Wednesday, October 01, 2008

The First Week of Retreat

I have finished the first "week" of my retreat.  It took twelve (12) days, but it was a worthwhile journey.

I thought I was the only one who noticed that every time I had a scheduled session with my spiritual directress, heavy rains and floods would come.  During the first session, I was late due to flash floods.  On the second session, I had to cancel as traffic was at a gridlock caused by the sudden torrential downpour.  Last night, my friend who had finished this retreat texted me that she prayed that it would not rain today so I could go to my second SD session.

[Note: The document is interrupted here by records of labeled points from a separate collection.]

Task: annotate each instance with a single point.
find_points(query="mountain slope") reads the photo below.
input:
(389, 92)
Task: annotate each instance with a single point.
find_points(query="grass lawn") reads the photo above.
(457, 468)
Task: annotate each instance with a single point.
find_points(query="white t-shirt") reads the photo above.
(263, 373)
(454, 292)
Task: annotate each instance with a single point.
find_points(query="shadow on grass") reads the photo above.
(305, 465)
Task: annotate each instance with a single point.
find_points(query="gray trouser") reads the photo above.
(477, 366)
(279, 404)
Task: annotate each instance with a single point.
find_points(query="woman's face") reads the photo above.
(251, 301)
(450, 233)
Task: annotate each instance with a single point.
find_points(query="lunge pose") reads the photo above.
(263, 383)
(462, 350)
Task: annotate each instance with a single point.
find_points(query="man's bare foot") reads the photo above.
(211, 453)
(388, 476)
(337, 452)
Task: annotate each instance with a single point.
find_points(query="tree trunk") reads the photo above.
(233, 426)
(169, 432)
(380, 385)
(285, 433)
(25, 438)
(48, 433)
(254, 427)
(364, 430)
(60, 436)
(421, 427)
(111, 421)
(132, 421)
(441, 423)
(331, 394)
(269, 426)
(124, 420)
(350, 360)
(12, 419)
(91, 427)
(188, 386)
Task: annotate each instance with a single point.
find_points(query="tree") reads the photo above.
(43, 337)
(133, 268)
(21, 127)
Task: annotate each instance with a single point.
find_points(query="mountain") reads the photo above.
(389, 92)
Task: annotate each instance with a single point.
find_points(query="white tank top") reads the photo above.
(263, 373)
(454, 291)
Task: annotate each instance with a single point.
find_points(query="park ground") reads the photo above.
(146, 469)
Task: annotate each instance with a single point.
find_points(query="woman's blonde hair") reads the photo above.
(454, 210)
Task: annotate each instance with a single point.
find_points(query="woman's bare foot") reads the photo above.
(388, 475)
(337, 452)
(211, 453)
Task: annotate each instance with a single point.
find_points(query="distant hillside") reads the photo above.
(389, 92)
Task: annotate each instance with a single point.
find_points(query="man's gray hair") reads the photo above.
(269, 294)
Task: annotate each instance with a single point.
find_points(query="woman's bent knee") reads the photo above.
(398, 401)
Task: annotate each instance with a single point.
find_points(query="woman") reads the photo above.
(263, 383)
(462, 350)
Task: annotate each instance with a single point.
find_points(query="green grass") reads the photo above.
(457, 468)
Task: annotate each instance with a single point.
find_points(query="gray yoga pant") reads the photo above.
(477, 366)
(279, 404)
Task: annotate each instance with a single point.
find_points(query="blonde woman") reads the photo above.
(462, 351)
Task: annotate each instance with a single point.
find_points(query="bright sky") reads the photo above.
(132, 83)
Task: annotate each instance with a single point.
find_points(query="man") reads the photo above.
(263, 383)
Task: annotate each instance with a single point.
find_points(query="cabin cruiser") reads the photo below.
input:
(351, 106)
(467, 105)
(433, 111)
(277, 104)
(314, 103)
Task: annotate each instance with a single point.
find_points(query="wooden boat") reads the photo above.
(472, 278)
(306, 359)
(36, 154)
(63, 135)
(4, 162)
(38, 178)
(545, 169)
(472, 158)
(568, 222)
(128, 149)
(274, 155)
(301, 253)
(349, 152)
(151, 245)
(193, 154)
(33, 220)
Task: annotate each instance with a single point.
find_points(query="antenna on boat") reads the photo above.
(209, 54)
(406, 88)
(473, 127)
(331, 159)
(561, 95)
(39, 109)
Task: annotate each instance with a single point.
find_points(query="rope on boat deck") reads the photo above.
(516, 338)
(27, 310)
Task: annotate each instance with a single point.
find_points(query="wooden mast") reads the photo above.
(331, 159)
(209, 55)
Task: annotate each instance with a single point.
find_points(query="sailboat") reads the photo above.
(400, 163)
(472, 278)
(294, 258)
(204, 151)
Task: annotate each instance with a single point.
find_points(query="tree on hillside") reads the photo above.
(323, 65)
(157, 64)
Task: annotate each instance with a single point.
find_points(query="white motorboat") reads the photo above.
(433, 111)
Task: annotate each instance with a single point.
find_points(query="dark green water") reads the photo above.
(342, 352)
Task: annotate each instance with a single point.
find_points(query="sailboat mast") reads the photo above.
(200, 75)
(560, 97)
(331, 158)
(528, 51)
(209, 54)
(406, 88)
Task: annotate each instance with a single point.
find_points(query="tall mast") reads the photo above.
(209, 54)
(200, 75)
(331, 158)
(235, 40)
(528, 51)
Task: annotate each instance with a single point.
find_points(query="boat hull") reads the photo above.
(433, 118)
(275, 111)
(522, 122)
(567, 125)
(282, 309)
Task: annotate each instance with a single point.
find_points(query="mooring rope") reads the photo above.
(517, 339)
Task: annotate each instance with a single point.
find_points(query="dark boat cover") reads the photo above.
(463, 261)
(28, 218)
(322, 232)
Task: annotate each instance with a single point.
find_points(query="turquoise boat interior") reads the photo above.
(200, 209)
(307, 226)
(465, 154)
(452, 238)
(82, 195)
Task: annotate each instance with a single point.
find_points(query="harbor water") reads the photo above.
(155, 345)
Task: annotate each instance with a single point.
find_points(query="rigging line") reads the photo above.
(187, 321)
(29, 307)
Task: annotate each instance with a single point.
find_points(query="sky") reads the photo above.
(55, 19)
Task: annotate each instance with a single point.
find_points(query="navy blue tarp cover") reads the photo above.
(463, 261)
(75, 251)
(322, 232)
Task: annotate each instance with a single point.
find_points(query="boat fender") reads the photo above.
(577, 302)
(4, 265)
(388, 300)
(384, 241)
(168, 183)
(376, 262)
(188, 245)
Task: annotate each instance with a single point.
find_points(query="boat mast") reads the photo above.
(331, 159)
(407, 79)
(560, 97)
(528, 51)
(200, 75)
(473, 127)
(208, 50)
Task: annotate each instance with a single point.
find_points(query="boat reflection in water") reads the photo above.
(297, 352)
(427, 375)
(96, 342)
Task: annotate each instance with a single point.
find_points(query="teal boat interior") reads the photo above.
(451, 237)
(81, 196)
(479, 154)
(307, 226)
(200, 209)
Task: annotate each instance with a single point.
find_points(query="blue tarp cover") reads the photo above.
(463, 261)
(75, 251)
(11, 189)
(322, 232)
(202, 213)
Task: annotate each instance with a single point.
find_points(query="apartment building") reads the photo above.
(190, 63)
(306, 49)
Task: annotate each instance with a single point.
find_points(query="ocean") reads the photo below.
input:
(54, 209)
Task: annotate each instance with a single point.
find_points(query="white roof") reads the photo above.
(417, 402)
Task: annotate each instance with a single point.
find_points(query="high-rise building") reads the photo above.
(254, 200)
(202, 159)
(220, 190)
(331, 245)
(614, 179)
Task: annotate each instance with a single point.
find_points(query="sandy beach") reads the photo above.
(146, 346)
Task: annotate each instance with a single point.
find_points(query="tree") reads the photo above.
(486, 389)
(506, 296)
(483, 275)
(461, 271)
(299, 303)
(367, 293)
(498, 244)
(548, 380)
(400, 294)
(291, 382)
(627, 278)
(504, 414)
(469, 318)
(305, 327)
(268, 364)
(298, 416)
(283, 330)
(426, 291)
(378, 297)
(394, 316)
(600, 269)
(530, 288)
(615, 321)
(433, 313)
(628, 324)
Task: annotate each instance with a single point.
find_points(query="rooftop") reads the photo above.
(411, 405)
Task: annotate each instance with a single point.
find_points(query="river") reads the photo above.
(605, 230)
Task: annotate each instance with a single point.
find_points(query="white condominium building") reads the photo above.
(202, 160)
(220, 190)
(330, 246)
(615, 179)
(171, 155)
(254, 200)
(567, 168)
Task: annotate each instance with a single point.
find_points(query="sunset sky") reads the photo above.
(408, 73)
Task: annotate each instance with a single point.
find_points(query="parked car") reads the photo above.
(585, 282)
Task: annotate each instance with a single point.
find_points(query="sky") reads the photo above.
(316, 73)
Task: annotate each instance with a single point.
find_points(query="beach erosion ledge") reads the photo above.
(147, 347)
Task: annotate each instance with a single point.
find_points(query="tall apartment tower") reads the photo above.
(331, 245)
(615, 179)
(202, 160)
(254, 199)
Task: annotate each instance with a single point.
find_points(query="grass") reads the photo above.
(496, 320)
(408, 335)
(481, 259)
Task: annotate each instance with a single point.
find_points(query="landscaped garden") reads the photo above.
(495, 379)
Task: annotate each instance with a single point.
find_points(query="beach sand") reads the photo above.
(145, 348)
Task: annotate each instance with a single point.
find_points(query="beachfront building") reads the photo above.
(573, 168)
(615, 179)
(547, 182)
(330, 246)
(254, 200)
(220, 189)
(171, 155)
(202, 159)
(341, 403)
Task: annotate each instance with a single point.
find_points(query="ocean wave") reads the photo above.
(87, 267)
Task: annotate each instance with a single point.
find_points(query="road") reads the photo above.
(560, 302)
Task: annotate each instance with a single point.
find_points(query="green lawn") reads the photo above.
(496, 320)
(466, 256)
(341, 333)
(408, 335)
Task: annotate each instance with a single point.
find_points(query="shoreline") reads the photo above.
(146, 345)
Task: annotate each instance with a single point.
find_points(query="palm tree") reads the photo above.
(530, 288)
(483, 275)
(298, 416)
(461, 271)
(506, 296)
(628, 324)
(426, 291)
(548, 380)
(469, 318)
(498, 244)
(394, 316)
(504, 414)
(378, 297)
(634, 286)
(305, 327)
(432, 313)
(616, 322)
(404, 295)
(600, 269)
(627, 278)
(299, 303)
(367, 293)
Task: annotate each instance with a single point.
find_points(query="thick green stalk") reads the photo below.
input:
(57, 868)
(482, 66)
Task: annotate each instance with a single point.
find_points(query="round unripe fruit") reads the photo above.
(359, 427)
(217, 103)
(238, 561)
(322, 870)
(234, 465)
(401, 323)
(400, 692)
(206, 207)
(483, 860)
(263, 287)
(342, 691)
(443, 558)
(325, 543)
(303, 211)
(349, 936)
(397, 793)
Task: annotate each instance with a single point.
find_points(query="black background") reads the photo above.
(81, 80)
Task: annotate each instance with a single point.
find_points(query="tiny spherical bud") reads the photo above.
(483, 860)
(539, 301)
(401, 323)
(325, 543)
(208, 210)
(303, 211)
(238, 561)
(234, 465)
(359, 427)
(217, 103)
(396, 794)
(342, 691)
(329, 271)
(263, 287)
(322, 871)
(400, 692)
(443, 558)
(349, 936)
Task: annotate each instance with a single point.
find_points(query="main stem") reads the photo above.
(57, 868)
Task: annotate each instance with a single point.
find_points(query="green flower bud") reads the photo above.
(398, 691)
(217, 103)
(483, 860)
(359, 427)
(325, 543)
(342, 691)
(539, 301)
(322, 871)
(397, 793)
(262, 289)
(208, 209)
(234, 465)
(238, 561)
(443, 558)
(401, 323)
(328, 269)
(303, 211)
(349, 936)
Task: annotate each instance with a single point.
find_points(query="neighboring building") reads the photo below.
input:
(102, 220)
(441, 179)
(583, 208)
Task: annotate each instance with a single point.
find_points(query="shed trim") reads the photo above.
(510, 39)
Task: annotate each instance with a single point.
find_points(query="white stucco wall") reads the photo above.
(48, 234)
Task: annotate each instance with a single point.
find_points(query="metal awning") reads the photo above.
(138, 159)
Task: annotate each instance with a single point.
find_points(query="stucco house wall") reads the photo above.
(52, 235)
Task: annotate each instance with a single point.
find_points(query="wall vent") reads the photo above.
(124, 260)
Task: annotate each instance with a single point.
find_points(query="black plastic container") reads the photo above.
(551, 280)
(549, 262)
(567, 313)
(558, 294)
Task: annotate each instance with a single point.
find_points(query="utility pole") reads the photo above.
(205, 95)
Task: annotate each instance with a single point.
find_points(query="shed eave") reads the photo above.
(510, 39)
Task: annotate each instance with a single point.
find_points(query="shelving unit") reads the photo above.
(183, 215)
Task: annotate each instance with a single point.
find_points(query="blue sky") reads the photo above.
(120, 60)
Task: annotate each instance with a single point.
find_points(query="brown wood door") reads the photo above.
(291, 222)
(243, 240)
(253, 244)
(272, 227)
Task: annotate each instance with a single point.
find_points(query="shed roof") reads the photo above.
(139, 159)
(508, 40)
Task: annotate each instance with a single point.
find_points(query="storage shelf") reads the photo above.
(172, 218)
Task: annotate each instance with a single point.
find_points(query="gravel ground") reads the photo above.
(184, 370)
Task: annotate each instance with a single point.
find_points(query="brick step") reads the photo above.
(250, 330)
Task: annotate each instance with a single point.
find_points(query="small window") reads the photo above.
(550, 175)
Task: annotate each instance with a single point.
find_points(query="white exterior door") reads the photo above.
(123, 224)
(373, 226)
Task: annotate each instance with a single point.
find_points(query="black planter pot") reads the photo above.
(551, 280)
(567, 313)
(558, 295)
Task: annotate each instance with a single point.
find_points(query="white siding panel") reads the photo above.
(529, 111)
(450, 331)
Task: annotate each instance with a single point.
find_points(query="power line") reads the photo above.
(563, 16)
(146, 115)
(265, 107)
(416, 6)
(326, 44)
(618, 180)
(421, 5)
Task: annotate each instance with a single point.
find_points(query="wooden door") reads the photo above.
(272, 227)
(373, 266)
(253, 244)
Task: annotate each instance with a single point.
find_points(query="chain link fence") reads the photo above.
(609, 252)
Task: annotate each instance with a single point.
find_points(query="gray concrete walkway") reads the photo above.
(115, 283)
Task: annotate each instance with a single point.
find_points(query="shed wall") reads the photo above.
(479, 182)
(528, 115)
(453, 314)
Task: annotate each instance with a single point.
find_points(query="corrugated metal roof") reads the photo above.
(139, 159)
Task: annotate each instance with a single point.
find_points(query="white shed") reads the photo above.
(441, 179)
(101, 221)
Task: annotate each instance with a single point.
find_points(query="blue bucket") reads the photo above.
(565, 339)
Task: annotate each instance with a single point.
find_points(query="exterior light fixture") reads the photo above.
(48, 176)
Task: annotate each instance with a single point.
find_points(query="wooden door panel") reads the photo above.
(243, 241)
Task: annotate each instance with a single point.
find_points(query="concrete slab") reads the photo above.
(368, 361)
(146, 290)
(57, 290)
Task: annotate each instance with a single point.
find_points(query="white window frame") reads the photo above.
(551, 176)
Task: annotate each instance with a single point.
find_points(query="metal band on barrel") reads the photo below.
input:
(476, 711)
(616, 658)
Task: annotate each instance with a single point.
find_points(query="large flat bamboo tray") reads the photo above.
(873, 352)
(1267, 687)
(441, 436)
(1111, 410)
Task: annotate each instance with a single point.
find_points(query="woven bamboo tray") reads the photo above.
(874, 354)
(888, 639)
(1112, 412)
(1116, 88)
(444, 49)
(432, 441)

I woke up to news that there was Storm Signal No. 2 in Metro Manila.  I inwardly smiled at the Lord. Were my issues so bombastic that they had to be processed with a stormy background?  When I arrived at the Cenacle, my SD greeted me with an observation that blessings must be pouring upon me because the rainy season was truly upon us.  

I shared with her my struggles at beginning a new prayer pattern, my feelings of unworthiness, and my recurring distractions.  I admitted being unable to accept that it was I that God desired.  I was not sure if my desires were aligned to His.  I could not move to follow Him.  I could not open the door to my heart.  I was slowly beginning to realize the things I had set aside from my decade-old personal relationship with Him.  

SD said I am being honest and being myself.  Just me.  These things I bring with me are the waters where Jesus and I would swim during my RDL.  This is the forest we would travel through, together.  Despite the things I want to hide from Him, He still loves me.  What could be more profound and unfathomable than this love?

I had other loves.  Other desires.  Other dreams.  Yet I struggle now precisely because at my very core are values which God had firmly planted, and I want to clarify them and fight for them.  Yes, despite the other pulls and tugs within my own rebellious and indifferent heart.  What I really want is to be united with God, who is Love, bringing with me all my shadows and imperfections, all my sins and indiscretions.

SD gave me something beautiful - that RDL is a School of Freedom.  For only when I am free of this old image of God that I have been holding on to would I create space for His love to grow as He wants it to, today.  She said that if I let Him, God will set me free in this journey.  

I thought I did not do well at all during the past week.  But to be told that it was alright, that I could move to the next week, and that I was on the right track, left me pleasantly surprised.  Excited?  Not really, for I know the depths I have to dig through to uncover the things I had hidden even from my God.  

Yet, maybe just a little bit hopeful.  That I will find God if I seek Him with all my heart.  Find Him again.  Find Him knowing who I really am.  Find Him, who never really left me, but from whom I have been running away.

NB:  I am going through the Retreat in Daily Life.  See previous posts for details.  I will be writing reflections on the themes of my retreat for the next three months.

2 comments:

studentdriver said...

This post puts a smile on my face. glad to know that you're having a fruitful RDL so far and that you're hitting your strides even though it requires a lot of re-orientation in terms of how you pray. Will continue praying for your journey. And if I may add, bagyo talaga ang dating ng RDL. ;) It will change your life. ;)

Unknown said...

Even if I thought I knew what to expect, it's still different when you're at the eye of the storm. :-) I just know this is life-changing in a way that is not exactly similar to yours, but comparable enough. Where is God taking me with this??? I'm scared yet hopeful.